Issues involving foreign players
Just a month back, a foreign OTA also pointed out that pricing is a complex issue. It’s important to keep a tab on diversity of rates (pertaining to what is shown in China) as far as international hotels are concerned (difference in what is shown on Chinese IP address vs. global IP address). An industry professional acknowledged the issue and said, “Today’s world is transparent and hotels need and will learn how important it is to have rate parity. Some OTA, even the top ones, are influencing industry from their own perspective and for their sake.” Another executive mentioned: “Well, it is more (of a) desire to ensure you don’t find a cheaper rate on say Agoda or Booking.com versus Ctrip or eLong.”
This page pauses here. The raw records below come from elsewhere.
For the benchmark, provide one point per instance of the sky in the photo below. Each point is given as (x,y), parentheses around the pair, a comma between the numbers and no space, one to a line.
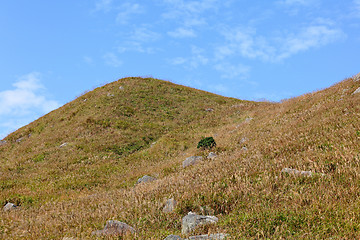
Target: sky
(53,51)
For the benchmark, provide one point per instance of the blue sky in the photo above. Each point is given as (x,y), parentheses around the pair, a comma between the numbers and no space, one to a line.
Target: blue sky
(53,51)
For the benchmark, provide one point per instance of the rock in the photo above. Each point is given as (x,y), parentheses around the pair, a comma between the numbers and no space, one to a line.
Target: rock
(212,155)
(63,145)
(169,205)
(9,207)
(297,172)
(247,120)
(192,220)
(217,236)
(191,161)
(115,228)
(356,78)
(145,179)
(357,91)
(173,237)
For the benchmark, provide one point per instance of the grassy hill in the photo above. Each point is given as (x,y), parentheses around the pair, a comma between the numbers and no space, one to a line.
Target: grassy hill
(76,167)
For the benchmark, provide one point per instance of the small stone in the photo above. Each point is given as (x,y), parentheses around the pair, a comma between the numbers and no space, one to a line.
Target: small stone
(63,145)
(169,205)
(145,179)
(357,91)
(356,78)
(212,155)
(217,236)
(173,237)
(115,228)
(9,207)
(297,172)
(192,220)
(191,161)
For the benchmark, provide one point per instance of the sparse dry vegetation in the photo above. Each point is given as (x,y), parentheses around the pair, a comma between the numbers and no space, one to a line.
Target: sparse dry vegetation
(116,135)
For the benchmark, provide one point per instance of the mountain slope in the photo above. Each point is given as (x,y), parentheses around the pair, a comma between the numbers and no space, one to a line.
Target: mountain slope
(73,190)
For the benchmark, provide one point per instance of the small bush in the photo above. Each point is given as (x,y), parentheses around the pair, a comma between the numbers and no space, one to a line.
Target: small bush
(207,142)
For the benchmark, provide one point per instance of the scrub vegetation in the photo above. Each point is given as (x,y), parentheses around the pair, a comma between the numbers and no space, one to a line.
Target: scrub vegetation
(75,168)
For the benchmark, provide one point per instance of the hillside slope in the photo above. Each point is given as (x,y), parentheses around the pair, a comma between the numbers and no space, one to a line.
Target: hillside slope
(74,189)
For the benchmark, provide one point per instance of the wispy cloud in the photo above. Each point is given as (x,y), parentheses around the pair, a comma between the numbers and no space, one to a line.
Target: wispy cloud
(24,103)
(112,60)
(103,5)
(231,71)
(182,33)
(128,9)
(248,44)
(196,59)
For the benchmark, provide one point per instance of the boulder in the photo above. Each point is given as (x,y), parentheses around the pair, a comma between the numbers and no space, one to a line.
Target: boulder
(212,156)
(115,228)
(191,161)
(297,172)
(217,236)
(173,237)
(192,220)
(169,205)
(145,179)
(9,207)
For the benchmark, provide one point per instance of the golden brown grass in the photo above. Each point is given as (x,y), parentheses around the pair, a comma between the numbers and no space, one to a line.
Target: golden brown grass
(73,190)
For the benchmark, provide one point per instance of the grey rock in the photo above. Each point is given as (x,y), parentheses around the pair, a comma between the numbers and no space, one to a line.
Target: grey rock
(169,205)
(357,91)
(212,155)
(145,179)
(217,236)
(173,237)
(356,78)
(192,220)
(63,145)
(297,172)
(9,207)
(115,228)
(191,161)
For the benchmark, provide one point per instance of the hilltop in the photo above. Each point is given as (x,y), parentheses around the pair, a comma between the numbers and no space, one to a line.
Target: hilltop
(75,168)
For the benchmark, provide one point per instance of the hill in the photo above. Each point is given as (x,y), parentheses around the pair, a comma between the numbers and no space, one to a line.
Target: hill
(75,168)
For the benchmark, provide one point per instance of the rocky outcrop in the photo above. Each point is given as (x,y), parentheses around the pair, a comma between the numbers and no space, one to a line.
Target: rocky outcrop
(297,172)
(9,207)
(173,237)
(169,205)
(115,228)
(217,236)
(192,161)
(192,220)
(145,179)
The whole basis of rate parity was a result of hotels offering a Best Rate Guarantee on “brand.com”. The largest global OTAs like Expedia and Booking.com also practice their own Best Rate Guarantee and demand hotels agree to this. Hotels end up ‘forcing’ their wholesalers and regional/ local OTAs to follow. This phenomenon is very strong for global/ international chains. As such, they will have a concern when OTAs in China deviates from the BAR rates.
So-called “leakage”
Of course, a lot depends upon how hotels work out their allotments and sign contracts. And accordingly there could be repercussions. For instance, the problem arises when wholesalers who aren’t supposed to push the rates offered to them, and they pass on these to other online intermediaries. For instance, a wholesaler might be extended a room for $125, and this eventually could be sold via an offline agent. Typically, Chinese agents selling rates online would not mark up even to 15%. They could be selling as low as $130. The hotel entity’s retail rates, and also including OTAs, would be in the region of $150. “There is some level of truth in this. Wholesalers sell to offline retailers and/ or another wholesaler and somewhere along the line, someone pushed it to an OTA. Challenge is hotels want rate parity but offer different segment different rates,” admitted a source.
So the onus is on hotel companies to find a way out when it comes to allotment of inventory to control pricing better across offline and online channels. There should be an attempt to reassess wholesale contracts and evaluate who is abiding by the contractual rules. Otherwise with wholesale rates appearing online, meta-search engines can only worsen the situation for hotels.
Also, accurate forecast is the key here. This can enable hotels to make better decisions as far as the allotment of inventory is concerned. “Always leave your inventory to the most valuable clients. There are lots of tactics and could be different by different business case while key is leveraging price and inventory together to play around forecast, by market segment, by room type, to attain a desirable yield,” summed up an expert. Also, hotels also need to work out better package value on their own websites – say room upgrades, unique experiences around hotel amenities etc.
The debate around rate parity has been for years in this industry. In fact, as witnessed in France last year, a law barred OTAs from pushing for rate parity clauses into contracts with hotel companies. “In China, the hotel industry is relatively new with players trying to build up a solid client base and establish their brand, same for OTAs who are trying to build a strong affiliation by offering a lower price,” said a source. It would be interesting to see how the battle shapes up in China in the time to come.